NEW YORK – Neurophth on Thursday said the first patient with ND1-mutated Leber hereditary optic neuropathy (LHON) has received its investigational gene therapy NFS-02 in a Phase I/II trial.
The Wuhan, China-based firm, which last week announced it had raised nearly $95 million in a financing round, is evaluating the safety, tolerability, and efficacy of NFS-02 in the Phase I/II trial. The single-arm dose-finding study is enrolling patients with LHON caused by ND1 mitochondrial mutations in the US and China.
LHON, a maternally inherited disease, leads to vision loss in young men and is caused largely by mutations in the mitochondrial genes ND1, ND4, or ND6. NFS-02 is designed to deliver normal ND1 genes via a recombinant adeno-associated virus to patients' damaged optic ganglion cells and aims to restore the cells' visual function by repairing the mitochondrial respiratory chain.
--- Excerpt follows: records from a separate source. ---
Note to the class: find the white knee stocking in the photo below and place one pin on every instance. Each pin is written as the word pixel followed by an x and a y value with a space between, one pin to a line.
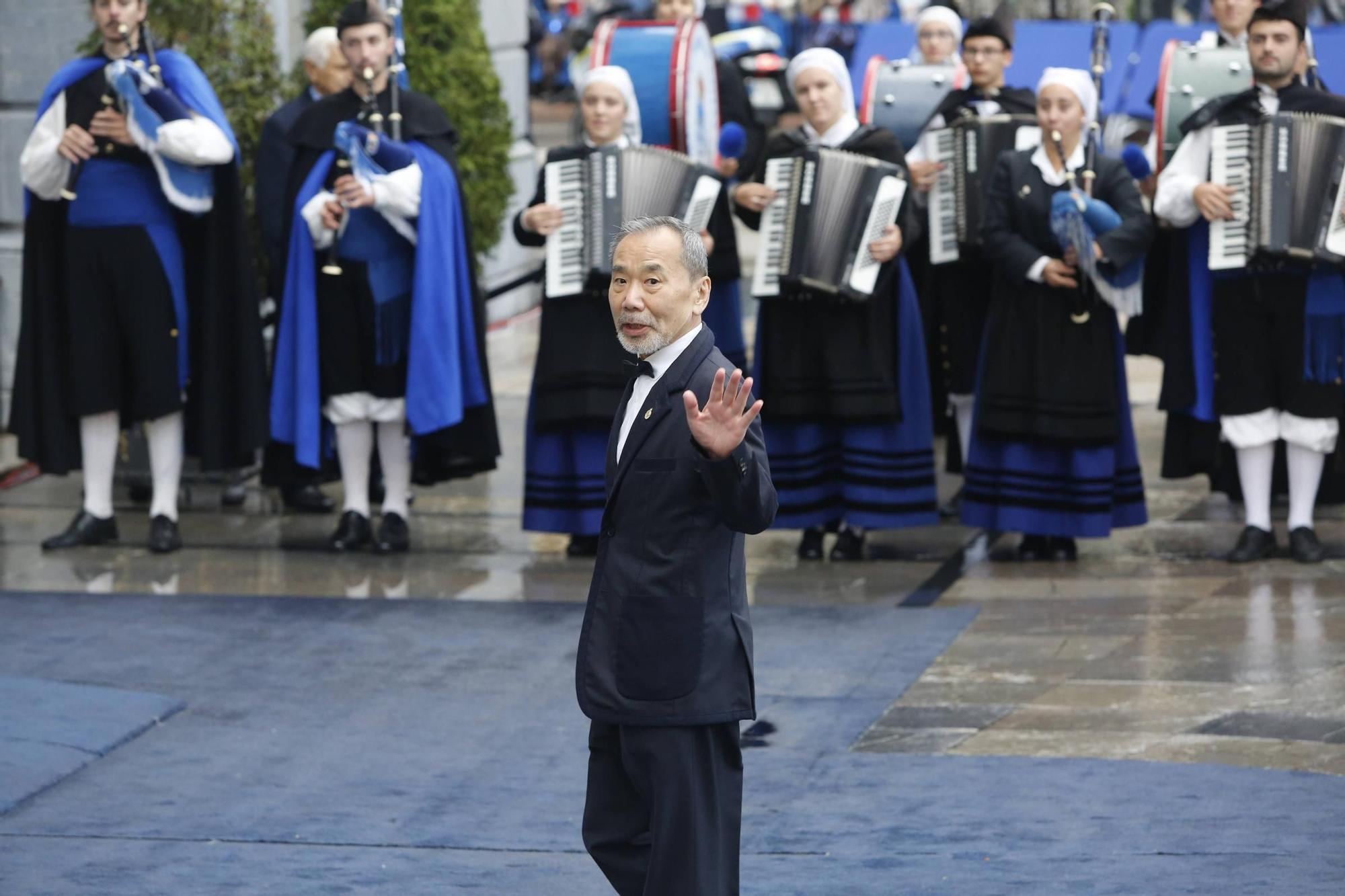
pixel 99 436
pixel 165 438
pixel 1254 471
pixel 1305 474
pixel 354 450
pixel 962 408
pixel 395 452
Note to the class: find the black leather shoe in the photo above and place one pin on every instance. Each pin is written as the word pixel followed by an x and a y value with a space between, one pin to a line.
pixel 1305 548
pixel 1065 549
pixel 810 546
pixel 307 499
pixel 1253 545
pixel 85 529
pixel 352 532
pixel 849 546
pixel 1034 548
pixel 165 537
pixel 582 546
pixel 395 536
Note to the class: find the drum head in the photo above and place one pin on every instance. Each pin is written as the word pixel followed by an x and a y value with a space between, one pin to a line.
pixel 1190 77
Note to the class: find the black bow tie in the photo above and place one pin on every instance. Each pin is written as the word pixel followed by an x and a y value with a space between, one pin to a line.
pixel 638 369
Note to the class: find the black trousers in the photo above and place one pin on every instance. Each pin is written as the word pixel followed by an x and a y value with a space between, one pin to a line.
pixel 1260 349
pixel 665 807
pixel 122 325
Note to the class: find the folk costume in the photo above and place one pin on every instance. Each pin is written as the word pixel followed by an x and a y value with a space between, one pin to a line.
pixel 954 299
pixel 138 294
pixel 393 334
pixel 849 427
pixel 578 382
pixel 1278 330
pixel 1054 451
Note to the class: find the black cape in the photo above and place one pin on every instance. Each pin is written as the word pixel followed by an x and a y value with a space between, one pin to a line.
pixel 227 411
pixel 473 446
pixel 827 358
pixel 1043 376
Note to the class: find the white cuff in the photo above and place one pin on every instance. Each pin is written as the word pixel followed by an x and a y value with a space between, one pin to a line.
pixel 1313 434
pixel 313 216
pixel 194 142
pixel 356 407
pixel 1252 431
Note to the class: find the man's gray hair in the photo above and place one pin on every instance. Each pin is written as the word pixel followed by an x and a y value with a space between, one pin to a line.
pixel 693 251
pixel 319 45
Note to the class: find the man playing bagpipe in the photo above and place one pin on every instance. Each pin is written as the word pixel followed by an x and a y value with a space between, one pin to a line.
pixel 131 175
pixel 956 296
pixel 381 323
pixel 1277 326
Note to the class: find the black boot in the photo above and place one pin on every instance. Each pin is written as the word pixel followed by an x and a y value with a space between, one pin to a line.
pixel 307 499
pixel 810 546
pixel 1034 548
pixel 85 529
pixel 849 545
pixel 395 536
pixel 1305 548
pixel 165 537
pixel 1065 549
pixel 1253 545
pixel 353 532
pixel 582 546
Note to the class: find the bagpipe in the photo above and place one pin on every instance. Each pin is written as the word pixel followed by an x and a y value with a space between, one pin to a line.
pixel 147 103
pixel 1078 218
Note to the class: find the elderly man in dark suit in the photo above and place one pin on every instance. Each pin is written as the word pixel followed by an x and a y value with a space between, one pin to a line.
pixel 665 658
pixel 329 73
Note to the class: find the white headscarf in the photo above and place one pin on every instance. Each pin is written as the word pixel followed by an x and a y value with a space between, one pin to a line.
pixel 1078 83
pixel 945 17
pixel 619 79
pixel 833 64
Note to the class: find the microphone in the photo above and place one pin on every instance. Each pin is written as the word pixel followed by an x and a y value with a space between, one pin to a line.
pixel 1133 155
pixel 734 140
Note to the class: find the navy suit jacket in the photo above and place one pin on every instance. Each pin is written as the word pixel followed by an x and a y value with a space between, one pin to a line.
pixel 275 157
pixel 666 638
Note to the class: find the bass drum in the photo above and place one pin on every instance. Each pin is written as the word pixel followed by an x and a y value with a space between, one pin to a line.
pixel 900 96
pixel 1191 76
pixel 673 68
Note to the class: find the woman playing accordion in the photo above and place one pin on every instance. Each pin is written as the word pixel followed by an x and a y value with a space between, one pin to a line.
pixel 849 431
pixel 1054 452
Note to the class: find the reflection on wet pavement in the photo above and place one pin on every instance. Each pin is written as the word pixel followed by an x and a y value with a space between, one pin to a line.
pixel 1149 647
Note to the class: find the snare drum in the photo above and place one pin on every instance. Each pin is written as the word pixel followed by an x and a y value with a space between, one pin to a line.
pixel 673 68
pixel 900 96
pixel 1190 77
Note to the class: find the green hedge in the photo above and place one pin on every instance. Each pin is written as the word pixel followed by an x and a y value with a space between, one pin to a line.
pixel 447 60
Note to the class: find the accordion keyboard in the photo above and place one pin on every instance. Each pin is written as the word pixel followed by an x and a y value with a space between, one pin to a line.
pixel 944 200
pixel 1231 165
pixel 567 263
pixel 774 229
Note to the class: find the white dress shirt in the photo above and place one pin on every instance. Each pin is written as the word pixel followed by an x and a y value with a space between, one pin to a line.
pixel 1054 179
pixel 661 361
pixel 1190 167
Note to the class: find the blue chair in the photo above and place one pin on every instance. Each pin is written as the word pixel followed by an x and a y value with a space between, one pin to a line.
pixel 1042 45
pixel 890 38
pixel 1330 45
pixel 1149 56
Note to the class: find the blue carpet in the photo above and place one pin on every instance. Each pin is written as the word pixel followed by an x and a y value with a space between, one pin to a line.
pixel 50 729
pixel 435 747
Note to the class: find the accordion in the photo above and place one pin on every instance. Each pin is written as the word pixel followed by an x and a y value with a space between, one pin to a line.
pixel 968 150
pixel 1289 192
pixel 599 190
pixel 829 206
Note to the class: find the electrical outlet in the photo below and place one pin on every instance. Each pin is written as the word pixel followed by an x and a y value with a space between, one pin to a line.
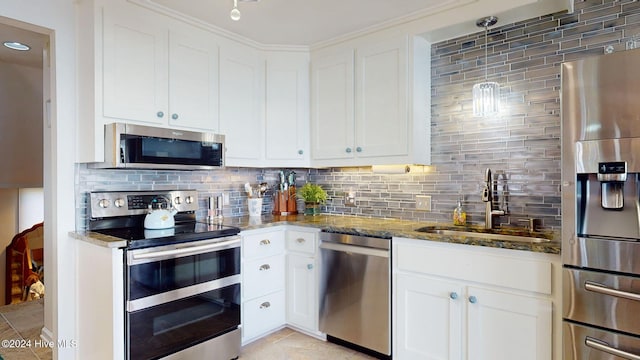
pixel 423 202
pixel 350 199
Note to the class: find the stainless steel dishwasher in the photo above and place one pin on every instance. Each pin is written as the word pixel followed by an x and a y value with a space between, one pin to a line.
pixel 355 304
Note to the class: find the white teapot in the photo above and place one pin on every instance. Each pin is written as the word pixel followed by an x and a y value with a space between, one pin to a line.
pixel 160 218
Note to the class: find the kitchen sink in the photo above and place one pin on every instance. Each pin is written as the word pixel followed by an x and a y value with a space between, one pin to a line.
pixel 487 234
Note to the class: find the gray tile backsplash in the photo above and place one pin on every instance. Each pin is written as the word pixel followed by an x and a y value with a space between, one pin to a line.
pixel 521 145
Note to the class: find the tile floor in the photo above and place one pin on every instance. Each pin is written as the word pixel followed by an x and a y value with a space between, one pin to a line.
pixel 22 323
pixel 20 327
pixel 288 344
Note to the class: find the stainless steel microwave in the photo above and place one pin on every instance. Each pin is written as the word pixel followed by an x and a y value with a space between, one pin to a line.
pixel 144 147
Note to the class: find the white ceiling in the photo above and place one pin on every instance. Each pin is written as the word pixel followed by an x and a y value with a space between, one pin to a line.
pixel 35 40
pixel 301 22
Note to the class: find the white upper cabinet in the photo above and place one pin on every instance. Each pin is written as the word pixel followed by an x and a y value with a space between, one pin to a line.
pixel 159 71
pixel 382 120
pixel 242 104
pixel 193 79
pixel 135 67
pixel 332 119
pixel 363 111
pixel 287 109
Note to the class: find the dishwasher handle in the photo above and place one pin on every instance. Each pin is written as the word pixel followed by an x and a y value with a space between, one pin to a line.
pixel 360 250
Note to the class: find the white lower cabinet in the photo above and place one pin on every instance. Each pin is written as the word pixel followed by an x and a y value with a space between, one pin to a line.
pixel 449 304
pixel 302 279
pixel 262 315
pixel 263 291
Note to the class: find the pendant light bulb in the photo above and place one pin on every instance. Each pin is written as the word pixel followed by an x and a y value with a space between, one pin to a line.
pixel 235 13
pixel 486 95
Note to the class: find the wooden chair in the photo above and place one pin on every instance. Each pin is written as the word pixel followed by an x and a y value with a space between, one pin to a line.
pixel 20 257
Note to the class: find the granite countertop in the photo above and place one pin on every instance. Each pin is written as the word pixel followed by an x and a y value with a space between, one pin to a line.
pixel 376 227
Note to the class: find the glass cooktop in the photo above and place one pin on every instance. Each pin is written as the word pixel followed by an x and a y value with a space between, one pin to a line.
pixel 139 237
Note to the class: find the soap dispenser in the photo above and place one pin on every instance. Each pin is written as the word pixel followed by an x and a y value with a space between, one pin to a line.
pixel 459 215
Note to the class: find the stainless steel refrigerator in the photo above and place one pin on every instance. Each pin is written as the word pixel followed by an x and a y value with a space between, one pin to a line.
pixel 601 207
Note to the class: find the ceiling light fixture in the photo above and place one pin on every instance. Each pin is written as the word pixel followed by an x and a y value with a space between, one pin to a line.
pixel 486 95
pixel 16 46
pixel 235 13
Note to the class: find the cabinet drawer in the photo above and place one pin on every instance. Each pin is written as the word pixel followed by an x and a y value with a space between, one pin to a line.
pixel 301 241
pixel 262 276
pixel 263 314
pixel 263 244
pixel 512 270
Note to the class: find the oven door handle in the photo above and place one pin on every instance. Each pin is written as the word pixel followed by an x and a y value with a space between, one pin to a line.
pixel 603 289
pixel 187 250
pixel 605 347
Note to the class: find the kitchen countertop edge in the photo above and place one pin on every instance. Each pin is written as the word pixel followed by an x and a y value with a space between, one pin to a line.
pixel 353 225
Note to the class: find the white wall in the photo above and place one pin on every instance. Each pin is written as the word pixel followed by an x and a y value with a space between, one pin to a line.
pixel 56 18
pixel 30 207
pixel 20 126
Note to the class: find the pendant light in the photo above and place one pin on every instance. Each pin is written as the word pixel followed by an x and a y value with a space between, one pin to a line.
pixel 486 95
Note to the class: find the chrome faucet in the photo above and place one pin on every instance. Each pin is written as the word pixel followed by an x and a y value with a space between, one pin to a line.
pixel 487 197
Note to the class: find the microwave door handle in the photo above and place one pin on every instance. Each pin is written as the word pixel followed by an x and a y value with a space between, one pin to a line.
pixel 605 347
pixel 184 251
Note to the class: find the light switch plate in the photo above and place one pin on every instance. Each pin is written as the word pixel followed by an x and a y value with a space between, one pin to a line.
pixel 350 199
pixel 423 202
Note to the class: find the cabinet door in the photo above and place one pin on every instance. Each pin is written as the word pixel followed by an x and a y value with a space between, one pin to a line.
pixel 135 66
pixel 193 80
pixel 506 326
pixel 382 119
pixel 262 315
pixel 241 102
pixel 332 121
pixel 302 294
pixel 287 109
pixel 428 318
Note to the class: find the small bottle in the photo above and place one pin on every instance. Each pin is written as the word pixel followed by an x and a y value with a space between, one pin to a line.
pixel 459 215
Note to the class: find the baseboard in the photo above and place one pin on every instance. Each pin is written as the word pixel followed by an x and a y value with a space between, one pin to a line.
pixel 46 335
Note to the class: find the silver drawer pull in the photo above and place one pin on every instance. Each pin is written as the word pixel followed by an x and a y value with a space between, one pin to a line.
pixel 603 289
pixel 605 347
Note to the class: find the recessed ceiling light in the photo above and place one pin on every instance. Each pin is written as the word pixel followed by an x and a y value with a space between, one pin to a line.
pixel 16 46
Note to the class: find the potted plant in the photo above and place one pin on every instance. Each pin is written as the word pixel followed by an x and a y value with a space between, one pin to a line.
pixel 313 195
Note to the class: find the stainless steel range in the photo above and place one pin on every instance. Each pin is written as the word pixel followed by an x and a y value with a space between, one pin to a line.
pixel 182 282
pixel 601 207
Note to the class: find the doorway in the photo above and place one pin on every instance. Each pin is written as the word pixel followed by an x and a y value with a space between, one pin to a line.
pixel 22 94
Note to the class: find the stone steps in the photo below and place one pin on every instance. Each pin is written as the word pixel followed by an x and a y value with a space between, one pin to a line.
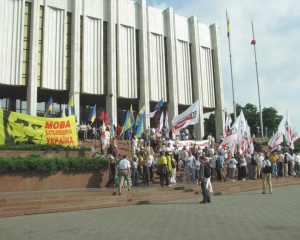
pixel 19 206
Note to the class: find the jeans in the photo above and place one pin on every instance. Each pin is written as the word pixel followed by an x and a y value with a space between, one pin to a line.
pixel 206 197
pixel 188 171
pixel 135 177
pixel 112 179
pixel 274 170
pixel 250 170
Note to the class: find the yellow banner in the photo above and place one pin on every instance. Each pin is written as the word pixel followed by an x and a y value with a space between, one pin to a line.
pixel 23 128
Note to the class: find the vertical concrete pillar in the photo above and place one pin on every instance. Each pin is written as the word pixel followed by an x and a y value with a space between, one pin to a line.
pixel 75 56
pixel 172 69
pixel 143 55
pixel 219 111
pixel 111 101
pixel 196 66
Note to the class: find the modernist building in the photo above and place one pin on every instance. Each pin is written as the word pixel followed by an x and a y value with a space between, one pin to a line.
pixel 111 53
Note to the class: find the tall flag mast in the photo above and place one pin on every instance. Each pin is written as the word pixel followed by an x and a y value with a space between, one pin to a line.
pixel 260 112
pixel 228 35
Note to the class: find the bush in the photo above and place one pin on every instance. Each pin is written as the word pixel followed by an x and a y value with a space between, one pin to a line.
pixel 46 147
pixel 36 163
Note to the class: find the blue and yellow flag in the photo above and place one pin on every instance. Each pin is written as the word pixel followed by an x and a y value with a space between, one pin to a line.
pixel 127 123
pixel 92 115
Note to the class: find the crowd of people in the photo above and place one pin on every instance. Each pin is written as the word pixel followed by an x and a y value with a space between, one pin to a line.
pixel 166 159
The first dose of the gene therapy in the study was administered to a patient at the Eye Hospital of Wenzhou Medical University in Wenzhou, China. "In the coming months, we will continue to accelerate the patient enrollment process of the China-US Phase I/II clinical trial," Neurophth Chief Medical Officer Xiaoning Guo said in a statement. "Furthermore, we are actively exploring other indications where gene therapy may offer significant therapeutic benefit in the hope of meeting more unmet clinical needs."
Neurophth's most advanced gene therapy in its pipeline is NR082 (rAAV2-ND4), which is undergoing a Phase III trial in patients with mtND4-mediated LHON. That trial is fully enrolled in China.